From: <bugzilla@jessica.w3.org>
Date: Thu, 19 Jun 2014 01:07:12 +0000
To: public-script-coord@w3.org
Message-ID: <bug-23369-3890-lewFnicsBq@http.www.w3.org/Bugs/Public/>
https://www.w3.org/Bugs/Public/show_bug.cgi?id=23369

--- Comment #39 from Ryan Sleevi <sleevi@google.com> ---
(In reply to Allen Wirfs-Brock from comment #38)
> This sort of ES based thinking really should be a factor in your API
> designs. Don't assume that the ES developer will approach problems just like
> a C++ developer.

So, I think we may be a bit off into the woods about what the "normal" ES
developer would do. That is, ES developers come from all sorts of backgrounds.
They may not approach it like C/C++ - they may come from a C# or Java
background, knowing about the immutability of strings and the importance of
StringBuilder, and thus be similarly paranoid. They may come from a gaming
background, and know how gc stalls can kill you, and thus do everything they
can to reduce gc.

As it relates to this specific issue: The makeImmutable() proposal has two key
downsides, in my mind:

1) It doesn't have a good solution for ArrayBufferView, short of copying into a
newly-minted immutable array
2) It forces authors (such as the example I gave) to explicitly copy, even if
they did *want* to optimize.

In the priority of constituencies, it feels like makeImmutable() is probably
the wrong approach; it forces this overhead onto callers. As to whether
(ArrayBufferView) is a valid input to most APIs - I would just note that it's
seemingly in use by most APIs that take binary data as inputs (Web GL, Web
Audio, there's an open bug for MSE, Web Crypto)
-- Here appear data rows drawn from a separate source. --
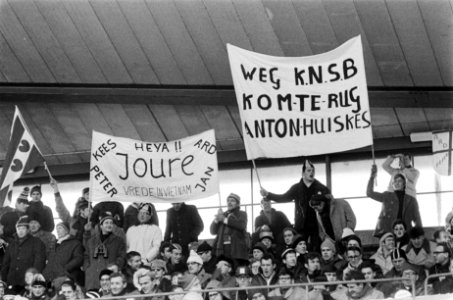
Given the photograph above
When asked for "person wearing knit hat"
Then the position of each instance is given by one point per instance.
(258, 250)
(305, 217)
(37, 208)
(382, 257)
(230, 228)
(190, 283)
(396, 204)
(420, 250)
(195, 267)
Now, I'm biased because I'm thinking in the context of cryptographic operations
and Web Crypto, and still strongly believe that "don't do that" is a bad
answer. From the sampling of the other APIs, though, it does seem that for
complex data processing (eg: the APIs that do tend to take ArrayBuffers), if
they're going to behave asynchronously (via Promises), they copy.

Indeed, even the synchronous APIs, such as WebGL, seem to result in copying in
most implementations. That is, because WebGL calls themselves tend to have
synchronous overheads, implementations are deferring the operations (which have
void returns, and thus can return immediately), and as long as they ensure a
consistency in the ordering of WebGL operations, this is perfectly legal!

I agree, there are things unaddressed - complex object trees that are preserved
as platform objects (IDL annotation 'object' or 'any'). Frankly, I'm not too
bothered by this - we don't need to boil the ocean. We should come with a good
set of prose though for the non-simple data type that might be mutated. Strings
are immutable, as are Numbers, thus WebIDL is good and fine. ArrayBuffers are
mutable, hence it's good to include in WebIDL how authors MAY handle them.